Unlike the morel extravaganzas of Minnesota or Michigan, spring mushrooming opportunities in most of New England are not worth planning a vacation around. In general, saprobic fungi need the earth to be warmed in order to begin the active growth of their mycelial network. The mycelium feeding through the soil duff and dead wood debris generates the biomass reserves necessary to produce fruit. And mycorrhizal species growing in symbiosis with trees and shrubs generally do not start fruiting before early summer, when they begin receiving a boost of nutrients from their host trees. There are, however, a few notable exceptions. In the spring, a northeastern mushroomer might stumble across a few eager saprobic wood rotters such as the inky caps, spring oyster mushrooms, dryad’s saddle, and later, as the spring days warm, we find wine cap stropharia fruiting on wood mulch or rich garden soil. Some beautiful and interesting cup fungi, such as the scarlet cup (Sarcoscypha austriaca), also fruit in the spring, although not in abundance. Of course, the spring mushroom that has every dedicated mycophagist holding her or his breath in anticipation is the morel. No other mushroom in North America has more wid
espread recognition and elicits more passionate anticipation. But to know the morel, one must also learn the cautionary tale of another spring mushroom: the false morel.

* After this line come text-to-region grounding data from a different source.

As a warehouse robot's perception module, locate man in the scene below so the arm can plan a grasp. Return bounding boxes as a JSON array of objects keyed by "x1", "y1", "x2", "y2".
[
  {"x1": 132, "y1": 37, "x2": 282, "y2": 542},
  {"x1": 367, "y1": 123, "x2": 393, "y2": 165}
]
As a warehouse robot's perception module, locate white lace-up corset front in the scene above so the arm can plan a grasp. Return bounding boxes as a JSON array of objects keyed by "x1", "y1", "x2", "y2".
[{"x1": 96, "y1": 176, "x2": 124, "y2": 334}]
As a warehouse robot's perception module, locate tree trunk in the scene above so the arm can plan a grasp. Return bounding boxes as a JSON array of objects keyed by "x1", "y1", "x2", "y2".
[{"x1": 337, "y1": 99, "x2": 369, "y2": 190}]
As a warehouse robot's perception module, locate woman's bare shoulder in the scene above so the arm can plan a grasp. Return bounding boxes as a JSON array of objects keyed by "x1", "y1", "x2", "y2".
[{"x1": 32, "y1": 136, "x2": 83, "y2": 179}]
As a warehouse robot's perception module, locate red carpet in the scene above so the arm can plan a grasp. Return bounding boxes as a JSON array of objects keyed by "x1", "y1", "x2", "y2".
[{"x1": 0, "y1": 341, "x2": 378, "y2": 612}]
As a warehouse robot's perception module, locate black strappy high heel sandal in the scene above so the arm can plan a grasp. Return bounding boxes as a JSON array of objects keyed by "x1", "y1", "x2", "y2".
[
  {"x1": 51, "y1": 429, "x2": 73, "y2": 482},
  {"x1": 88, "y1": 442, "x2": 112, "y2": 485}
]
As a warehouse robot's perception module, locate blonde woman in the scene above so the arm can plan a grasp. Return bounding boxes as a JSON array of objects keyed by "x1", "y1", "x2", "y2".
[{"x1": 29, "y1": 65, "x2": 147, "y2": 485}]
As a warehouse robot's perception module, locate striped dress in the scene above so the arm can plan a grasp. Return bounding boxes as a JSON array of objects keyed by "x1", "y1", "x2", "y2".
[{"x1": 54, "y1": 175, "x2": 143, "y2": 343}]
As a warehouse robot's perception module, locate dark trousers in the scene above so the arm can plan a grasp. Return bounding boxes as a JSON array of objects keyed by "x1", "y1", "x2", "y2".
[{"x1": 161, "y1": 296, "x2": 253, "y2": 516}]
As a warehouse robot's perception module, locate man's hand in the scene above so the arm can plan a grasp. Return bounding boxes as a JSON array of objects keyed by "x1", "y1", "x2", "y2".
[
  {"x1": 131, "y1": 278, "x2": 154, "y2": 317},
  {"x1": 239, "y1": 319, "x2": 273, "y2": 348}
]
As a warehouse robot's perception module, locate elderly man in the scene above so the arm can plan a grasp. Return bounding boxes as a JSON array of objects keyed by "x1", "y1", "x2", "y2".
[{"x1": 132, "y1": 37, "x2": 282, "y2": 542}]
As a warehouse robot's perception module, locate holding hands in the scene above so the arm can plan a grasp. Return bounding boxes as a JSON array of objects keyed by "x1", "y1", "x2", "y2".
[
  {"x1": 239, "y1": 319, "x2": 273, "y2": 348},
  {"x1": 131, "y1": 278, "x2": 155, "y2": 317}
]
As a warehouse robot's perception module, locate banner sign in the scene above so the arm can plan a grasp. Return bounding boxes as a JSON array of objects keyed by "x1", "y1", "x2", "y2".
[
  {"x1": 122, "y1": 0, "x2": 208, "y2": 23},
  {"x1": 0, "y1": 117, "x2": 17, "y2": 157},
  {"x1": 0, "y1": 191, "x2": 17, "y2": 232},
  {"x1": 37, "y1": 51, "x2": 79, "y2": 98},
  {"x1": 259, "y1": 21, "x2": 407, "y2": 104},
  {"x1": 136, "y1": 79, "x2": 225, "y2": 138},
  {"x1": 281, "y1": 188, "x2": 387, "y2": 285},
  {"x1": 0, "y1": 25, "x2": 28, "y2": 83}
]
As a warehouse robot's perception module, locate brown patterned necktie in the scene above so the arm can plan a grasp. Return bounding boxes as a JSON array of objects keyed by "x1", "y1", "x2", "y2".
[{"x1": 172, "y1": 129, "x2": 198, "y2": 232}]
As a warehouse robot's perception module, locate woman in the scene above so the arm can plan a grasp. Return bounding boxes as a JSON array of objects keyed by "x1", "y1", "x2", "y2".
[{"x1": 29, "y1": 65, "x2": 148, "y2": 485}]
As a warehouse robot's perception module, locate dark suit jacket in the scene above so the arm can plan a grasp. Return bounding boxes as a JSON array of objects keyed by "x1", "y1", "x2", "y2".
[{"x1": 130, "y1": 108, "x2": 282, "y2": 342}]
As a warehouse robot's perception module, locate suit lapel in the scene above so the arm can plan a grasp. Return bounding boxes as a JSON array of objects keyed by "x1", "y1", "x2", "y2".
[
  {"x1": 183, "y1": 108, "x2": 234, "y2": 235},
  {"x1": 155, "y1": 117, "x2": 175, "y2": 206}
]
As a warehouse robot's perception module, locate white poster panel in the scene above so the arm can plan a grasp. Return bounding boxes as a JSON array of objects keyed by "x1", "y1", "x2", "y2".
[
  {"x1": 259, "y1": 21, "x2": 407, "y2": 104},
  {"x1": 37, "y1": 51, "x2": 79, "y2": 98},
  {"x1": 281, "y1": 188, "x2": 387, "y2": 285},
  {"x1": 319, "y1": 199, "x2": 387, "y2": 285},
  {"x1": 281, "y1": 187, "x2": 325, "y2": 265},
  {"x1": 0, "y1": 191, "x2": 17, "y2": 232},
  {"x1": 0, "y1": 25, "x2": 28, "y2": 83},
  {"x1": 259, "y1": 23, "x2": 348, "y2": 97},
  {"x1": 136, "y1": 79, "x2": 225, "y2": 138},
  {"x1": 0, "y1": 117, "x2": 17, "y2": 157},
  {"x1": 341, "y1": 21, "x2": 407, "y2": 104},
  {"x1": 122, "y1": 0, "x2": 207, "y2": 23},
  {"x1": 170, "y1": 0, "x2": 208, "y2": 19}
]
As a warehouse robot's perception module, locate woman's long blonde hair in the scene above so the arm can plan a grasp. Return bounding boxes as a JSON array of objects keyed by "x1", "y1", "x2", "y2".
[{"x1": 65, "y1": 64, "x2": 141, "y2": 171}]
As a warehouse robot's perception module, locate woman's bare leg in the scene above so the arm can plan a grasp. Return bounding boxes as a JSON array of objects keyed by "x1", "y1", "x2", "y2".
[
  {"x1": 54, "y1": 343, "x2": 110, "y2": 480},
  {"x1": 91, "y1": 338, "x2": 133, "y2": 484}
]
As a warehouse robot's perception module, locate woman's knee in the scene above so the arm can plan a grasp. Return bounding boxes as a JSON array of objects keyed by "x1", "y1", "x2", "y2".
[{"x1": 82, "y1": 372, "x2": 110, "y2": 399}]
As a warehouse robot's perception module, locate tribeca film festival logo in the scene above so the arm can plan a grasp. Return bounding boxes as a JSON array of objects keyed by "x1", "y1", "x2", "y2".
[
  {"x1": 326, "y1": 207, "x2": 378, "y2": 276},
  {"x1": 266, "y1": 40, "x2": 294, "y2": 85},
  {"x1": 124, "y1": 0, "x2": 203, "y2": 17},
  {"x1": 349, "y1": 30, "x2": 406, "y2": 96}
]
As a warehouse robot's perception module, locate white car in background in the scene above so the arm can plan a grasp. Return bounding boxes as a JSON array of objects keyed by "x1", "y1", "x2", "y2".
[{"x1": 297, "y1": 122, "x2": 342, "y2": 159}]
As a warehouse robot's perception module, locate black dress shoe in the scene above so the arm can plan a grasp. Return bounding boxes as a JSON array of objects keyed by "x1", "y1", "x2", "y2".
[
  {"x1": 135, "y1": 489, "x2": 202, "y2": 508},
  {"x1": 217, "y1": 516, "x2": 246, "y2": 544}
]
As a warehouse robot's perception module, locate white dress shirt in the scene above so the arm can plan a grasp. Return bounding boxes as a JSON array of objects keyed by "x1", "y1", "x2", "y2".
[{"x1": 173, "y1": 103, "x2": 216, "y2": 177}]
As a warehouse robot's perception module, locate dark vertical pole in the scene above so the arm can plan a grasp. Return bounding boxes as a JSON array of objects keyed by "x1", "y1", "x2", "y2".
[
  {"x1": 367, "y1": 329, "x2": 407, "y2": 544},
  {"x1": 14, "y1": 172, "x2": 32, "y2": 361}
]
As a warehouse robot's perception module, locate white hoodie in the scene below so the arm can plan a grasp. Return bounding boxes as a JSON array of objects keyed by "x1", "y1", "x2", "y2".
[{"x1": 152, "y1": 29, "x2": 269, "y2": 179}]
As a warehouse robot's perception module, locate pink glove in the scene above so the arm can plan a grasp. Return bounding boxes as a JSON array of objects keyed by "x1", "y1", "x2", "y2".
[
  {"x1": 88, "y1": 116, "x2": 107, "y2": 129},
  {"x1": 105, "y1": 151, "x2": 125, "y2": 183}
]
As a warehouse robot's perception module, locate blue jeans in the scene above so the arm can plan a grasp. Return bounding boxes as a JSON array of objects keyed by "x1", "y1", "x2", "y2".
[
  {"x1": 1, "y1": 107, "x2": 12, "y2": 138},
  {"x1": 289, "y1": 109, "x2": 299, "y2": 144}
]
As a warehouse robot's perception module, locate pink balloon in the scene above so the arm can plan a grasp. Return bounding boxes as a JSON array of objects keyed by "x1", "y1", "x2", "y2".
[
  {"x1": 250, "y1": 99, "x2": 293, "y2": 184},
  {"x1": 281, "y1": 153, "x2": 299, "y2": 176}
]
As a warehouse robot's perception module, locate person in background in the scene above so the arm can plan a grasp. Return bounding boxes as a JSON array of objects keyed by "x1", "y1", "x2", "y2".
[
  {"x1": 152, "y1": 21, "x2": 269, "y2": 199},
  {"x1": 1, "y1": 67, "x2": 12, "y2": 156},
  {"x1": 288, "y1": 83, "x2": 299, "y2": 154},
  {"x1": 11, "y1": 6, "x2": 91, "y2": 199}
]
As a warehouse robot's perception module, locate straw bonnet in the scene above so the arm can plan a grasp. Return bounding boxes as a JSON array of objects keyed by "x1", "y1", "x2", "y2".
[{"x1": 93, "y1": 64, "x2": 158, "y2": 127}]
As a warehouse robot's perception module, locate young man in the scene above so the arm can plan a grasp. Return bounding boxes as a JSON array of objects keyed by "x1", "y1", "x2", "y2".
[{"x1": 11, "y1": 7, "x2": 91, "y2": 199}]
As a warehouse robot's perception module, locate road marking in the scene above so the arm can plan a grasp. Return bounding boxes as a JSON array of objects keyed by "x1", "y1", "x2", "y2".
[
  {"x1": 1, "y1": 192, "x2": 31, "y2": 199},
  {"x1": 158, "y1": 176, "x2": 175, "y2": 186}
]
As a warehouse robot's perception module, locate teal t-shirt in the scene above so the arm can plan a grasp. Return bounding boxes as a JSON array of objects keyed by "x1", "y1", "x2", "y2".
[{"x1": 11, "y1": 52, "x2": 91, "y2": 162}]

False morels and morels, sometimes collectively called sponge mushrooms, are both groups of sac fungi or, more scientifically speaking, members of a division of fungi known as Ascomycota. These fungi mature their spores in saclike mother cells (microscopic asci) from which they are forcibly discharged upon maturity. Asci line the surface of the pits of morels or the surface of the folded tissue on false morels. There are about twelve species of false morels in North America, all members of the genus Gyromitra. They fruit on the ground, and most species can be recognized by distinctive complexly infolded caps that resemble the surface of a brain. A few are more cup-like without a distinct stalk. The best known among them is Gyromitra esculenta, known simply in the United States as the false morel. I will refer to this species as “the” false morel to differentiate from the group as a whole.1
DESCRIPTION
The overall shape of the false morel is difficult to describe because it is so variable. The cap, up to 5 inches in diameter, is generally irregularly spherical, but it often has irregular lobes and ridges forming peaks and valleys (see #13 in the color insert). The cap color ranges from pale brown to a warm reddish brown, but gradually darkens in age or certain weather conditions. The cap surface is complexly folded into a series of ridges resulting in a brain-like effect of wrinkled convolutions. The surface is smooth and slippery and without hairs or scales. The cap curls under and attaches irregularly to a ¾–2½-inch-thick dingy white or buff-colored stalk that is also irregularly shaped and thickens toward the base. The stalk can be hollow or stuffed with cottony tissue and there is clear separation between cap and stem. Once seen side by side, one would never mistake the false morel for a true morel. The brain-like convolutions of the false morel’s cap are very distinct from the pitted surface of the morel (see #2). Morels also have a distinctly hollow stalk that merges into the cap without clear distinction.